Yes, we do have specialty sellers here, but sadly they’re dying out. I try to go to the local butcher shops as often as I can, but even they are falling down on quality.
Yeah, actually I do. Maybe bodega means something different to you, but in NYC , it does not mean anything as large as a supermarket and I would be surprised if you went to an actual supermarket in an Italian neighborhood in Philadelphia and couldn’t find a large variety of tomato products including peeled , crushed, pureed,paste and sauce . It would not surprise me if the supermarket in an Irish or Slavic neighborhood had less of a variety.
Its your assertion you could not find them in supermarkets that is absolutely incomprehensible to me.
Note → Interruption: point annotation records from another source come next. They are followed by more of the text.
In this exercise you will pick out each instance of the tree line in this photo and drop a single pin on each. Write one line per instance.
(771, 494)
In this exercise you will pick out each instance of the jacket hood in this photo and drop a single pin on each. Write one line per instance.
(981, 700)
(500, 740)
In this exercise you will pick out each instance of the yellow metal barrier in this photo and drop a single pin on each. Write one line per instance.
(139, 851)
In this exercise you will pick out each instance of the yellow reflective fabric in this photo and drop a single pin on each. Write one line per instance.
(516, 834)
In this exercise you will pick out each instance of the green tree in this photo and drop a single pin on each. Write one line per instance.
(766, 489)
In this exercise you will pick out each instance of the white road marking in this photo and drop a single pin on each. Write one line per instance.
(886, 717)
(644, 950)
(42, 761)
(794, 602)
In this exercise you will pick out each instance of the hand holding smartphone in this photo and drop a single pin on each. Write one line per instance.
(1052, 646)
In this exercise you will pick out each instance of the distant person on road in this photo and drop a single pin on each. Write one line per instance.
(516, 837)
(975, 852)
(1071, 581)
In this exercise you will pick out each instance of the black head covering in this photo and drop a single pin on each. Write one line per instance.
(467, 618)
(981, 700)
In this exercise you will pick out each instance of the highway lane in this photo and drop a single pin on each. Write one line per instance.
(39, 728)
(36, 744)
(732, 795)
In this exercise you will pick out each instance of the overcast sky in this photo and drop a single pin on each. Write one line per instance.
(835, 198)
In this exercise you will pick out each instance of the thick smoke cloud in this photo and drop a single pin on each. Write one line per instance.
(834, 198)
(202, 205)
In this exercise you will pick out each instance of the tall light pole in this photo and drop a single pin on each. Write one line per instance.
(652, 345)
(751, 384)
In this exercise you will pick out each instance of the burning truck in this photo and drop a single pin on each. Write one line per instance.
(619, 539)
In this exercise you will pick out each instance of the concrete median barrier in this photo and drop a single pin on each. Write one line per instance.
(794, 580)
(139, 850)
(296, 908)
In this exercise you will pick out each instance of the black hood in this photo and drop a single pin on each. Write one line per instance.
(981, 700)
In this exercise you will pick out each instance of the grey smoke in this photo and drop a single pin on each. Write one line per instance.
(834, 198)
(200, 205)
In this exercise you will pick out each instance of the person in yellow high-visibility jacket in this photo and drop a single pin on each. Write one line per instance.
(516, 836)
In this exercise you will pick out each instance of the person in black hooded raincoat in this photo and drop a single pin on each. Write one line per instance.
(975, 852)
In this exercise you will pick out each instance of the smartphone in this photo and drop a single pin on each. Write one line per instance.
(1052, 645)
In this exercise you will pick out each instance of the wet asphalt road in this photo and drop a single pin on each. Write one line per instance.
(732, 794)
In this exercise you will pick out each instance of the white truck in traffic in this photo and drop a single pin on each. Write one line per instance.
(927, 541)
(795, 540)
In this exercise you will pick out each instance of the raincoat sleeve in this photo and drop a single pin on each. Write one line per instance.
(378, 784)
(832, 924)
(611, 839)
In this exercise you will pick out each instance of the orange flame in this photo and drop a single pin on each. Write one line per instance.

I suspect the issue was that you were not seeing familiar packaging, or the size you were expecting, or something like that. Bcause it is impossible that you went into a fullsize supermarket that did not contain any can of crushed or diced or whole peeled tomatoes.
And yes, to me a “bodega” is a corner store, which usually doesn’t sell a wide variety of groceries. It’s more a place to get beer and cigarettes, ice pops and candy. They might have a small selection of non-perishables.
You do understand that a chip shop isn’t a major dietary staple, right? That it’s a type of fast food? I eat from a chip shop a couple of times a year, at most. You can’t compare everyday meals to chip shops any more than you can compare everyday meals to Big Macs.
Huh! I had no idea there was actually such a thing. I always thought “American Cheese” was just the generic name for Kraft Singles-style processed-cheese-food-product.
They’re pretty good, but I feel like I’m getting gout just looking at one.
Weird fried foods (candy bars, bananas, whole sticks of butter :rolleyes:) can be found in some US fairs, but I believe many of these are originally products of Scotland. Or Wisconsin.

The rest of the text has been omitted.